Day 2: Simulate Data

Sara Tyo, Department of Statistics, University of California, Irvine

2024-07-09

What is Data Simulation?

  • Definition: Data simulation is the process of generating synthetic data that mimics real-world data characteristics.

  • Purposes:

    • Exploration: Understand data distributions and relationships.

    • Analysis: Test hypotheses, evaluate models, and simulate scenarios.

    • Training: Prepare datasets for training machine learning models.

Example

Code
# Generating example data
set.seed(321)
data1 <- rnorm(100, mean = 0, sd = 1)   # Distribution 1: Mean 0, SD 1
data2 <- rnorm(100, mean = 0, sd = 2)   # Distribution 2: Mean 0, SD 2
data3 <- rnorm(100, mean = -2, sd = 1)  # Distribution 3: Mean -2, SD 1

# Creating a data frame for plotting
df <- data.frame(
  Group = rep(c("Group 1", "Group 2", "Group 3"), each = 100),
  Value = c(data1, data2, data3)
)

Explanation:

set.seed()

1. Purpose:

  • Reproducibility: When you generate random numbers in R using functions like rnorm() (for normal distribution), runif() (for uniform distribution), etc., the numbers are pseudo-random. This means they appear random but are actually generated using a deterministic algorithm that starts from a specific initial state (seed).

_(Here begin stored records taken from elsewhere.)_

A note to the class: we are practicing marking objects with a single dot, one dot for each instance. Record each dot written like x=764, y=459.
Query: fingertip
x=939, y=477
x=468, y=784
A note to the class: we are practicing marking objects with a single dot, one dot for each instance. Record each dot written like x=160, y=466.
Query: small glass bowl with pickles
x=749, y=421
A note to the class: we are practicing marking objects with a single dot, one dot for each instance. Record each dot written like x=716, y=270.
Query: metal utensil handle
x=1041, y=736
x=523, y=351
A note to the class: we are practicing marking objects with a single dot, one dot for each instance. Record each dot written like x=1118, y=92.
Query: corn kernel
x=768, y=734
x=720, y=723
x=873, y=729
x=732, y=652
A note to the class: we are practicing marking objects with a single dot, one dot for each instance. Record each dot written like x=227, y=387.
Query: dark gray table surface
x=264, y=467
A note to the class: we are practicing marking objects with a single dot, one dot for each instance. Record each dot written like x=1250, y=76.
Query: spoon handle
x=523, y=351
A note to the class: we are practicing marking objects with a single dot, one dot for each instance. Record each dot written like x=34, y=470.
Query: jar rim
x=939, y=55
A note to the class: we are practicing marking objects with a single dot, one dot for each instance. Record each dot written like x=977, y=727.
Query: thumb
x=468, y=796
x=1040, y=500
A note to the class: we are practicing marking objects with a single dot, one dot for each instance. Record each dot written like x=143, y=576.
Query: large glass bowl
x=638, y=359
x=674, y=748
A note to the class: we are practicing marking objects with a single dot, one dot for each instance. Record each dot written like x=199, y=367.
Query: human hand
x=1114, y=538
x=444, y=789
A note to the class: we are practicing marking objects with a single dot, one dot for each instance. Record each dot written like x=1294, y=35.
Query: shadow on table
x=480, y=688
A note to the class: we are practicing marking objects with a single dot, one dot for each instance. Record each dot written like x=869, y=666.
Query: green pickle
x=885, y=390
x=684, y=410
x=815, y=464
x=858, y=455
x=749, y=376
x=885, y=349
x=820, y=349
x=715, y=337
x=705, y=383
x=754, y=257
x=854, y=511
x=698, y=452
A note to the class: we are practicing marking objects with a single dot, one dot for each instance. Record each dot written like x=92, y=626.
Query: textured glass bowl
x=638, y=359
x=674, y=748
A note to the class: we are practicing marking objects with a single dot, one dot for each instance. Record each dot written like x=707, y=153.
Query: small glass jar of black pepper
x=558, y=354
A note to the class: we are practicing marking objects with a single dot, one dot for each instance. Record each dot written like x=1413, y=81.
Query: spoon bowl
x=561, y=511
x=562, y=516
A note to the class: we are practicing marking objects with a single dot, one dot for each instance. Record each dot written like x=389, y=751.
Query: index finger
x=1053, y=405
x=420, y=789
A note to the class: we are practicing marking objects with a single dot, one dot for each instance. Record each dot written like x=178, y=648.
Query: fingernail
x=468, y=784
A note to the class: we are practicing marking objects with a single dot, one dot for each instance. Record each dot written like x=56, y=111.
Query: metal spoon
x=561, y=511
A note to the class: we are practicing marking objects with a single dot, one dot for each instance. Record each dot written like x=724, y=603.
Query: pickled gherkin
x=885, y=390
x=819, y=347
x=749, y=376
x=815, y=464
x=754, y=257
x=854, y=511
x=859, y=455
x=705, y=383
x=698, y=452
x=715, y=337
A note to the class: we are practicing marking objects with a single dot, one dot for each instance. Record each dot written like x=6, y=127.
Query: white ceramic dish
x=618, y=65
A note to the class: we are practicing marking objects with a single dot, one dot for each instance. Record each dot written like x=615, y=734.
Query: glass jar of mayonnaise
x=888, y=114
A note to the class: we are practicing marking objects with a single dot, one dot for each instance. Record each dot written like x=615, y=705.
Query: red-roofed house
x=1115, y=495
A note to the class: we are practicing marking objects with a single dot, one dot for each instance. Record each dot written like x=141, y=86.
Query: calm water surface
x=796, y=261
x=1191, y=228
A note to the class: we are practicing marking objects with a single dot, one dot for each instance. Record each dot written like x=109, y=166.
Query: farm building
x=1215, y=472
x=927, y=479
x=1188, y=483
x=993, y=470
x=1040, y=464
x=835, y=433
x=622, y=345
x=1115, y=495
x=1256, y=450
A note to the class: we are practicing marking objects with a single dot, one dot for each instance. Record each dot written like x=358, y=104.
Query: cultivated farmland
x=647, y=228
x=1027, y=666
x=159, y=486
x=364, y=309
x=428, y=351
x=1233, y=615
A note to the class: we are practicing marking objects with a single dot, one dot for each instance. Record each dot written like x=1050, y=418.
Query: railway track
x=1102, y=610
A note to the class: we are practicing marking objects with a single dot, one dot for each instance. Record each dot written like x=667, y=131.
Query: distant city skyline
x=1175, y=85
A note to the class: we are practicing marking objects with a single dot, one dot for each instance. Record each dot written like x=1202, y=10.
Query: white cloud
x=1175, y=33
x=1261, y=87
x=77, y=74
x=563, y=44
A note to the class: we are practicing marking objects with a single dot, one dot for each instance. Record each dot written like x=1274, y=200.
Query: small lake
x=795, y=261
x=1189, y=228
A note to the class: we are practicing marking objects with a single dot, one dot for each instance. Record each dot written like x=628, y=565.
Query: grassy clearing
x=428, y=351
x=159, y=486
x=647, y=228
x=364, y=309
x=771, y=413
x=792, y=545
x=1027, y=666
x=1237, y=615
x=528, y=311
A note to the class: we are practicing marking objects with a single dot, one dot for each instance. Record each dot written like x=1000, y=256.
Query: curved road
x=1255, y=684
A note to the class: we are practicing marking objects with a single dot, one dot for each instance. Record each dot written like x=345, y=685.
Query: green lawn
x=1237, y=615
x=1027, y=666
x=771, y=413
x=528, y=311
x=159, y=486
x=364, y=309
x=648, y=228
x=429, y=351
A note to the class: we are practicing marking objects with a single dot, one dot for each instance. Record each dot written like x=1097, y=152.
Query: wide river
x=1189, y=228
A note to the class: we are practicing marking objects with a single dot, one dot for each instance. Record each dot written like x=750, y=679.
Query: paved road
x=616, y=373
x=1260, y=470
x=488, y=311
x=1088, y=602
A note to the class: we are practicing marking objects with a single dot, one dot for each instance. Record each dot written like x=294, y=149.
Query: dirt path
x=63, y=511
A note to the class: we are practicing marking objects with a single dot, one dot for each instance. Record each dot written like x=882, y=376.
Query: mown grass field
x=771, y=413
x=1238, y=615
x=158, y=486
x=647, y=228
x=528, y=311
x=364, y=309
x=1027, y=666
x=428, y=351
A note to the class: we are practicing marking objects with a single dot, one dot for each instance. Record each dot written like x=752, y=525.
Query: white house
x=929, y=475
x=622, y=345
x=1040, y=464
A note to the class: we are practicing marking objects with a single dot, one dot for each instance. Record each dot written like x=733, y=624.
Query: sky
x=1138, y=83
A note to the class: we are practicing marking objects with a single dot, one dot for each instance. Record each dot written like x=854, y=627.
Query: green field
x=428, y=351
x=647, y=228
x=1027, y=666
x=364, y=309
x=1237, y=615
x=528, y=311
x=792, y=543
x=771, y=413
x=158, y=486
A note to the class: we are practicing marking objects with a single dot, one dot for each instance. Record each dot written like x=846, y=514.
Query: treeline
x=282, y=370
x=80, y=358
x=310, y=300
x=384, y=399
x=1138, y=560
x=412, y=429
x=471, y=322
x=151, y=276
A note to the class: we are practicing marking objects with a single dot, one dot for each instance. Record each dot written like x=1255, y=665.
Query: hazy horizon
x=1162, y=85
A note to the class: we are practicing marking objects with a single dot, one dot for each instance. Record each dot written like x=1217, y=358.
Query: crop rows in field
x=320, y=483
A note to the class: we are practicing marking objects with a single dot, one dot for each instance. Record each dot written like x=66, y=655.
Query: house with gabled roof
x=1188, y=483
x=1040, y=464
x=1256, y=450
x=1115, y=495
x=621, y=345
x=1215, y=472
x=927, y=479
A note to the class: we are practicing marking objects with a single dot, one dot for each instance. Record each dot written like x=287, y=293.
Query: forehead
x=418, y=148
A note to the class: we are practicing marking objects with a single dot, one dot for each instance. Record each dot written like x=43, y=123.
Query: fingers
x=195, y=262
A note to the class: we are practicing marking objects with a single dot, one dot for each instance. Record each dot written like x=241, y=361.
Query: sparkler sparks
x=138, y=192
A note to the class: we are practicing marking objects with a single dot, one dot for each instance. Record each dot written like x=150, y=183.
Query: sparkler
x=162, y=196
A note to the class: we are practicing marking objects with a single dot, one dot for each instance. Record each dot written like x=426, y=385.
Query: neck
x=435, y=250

  • rnorm: Function in R to generate random numbers from a normal distribution.

  • Parameters:

    • mean: Mean of the distribution.

    • sd: Standard deviation of the distribution.

  • Generates three sets (data1, data2, data3) of 100 random numbers each with different means and standard deviations.

Histograms

  • Show histograms of data1, data2, and data3.

  • Discuss the impact of mean and standard deviation on the shape and spread of the distributions.

Code
library(ggplot2)
ggplot(df, aes(x = Value, fill = Group, stat="count")) +  
  geom_histogram() +  
  labs(title = "Distributions of Values across Groups",
       x = "Group", y = "Count") +
  theme_minimal()

Importance of Simulation in Data Analysis

  • Advantages:

    • Flexibility: Easily generate data to fit specific scenarios.

    • Control: Adjust parameters to simulate various conditions.

    • Testing: Validate statistical methods and models.

  • Applications:

    • Financial modeling, risk assessment, predictive analytics, etc.

Practical Applications

  • Example: Simulating customer purchase behavior in an online store.

    • Variables: Purchase frequency, average order value, time between purchases.

    • Purpose: Predict sales, optimize marketing strategies.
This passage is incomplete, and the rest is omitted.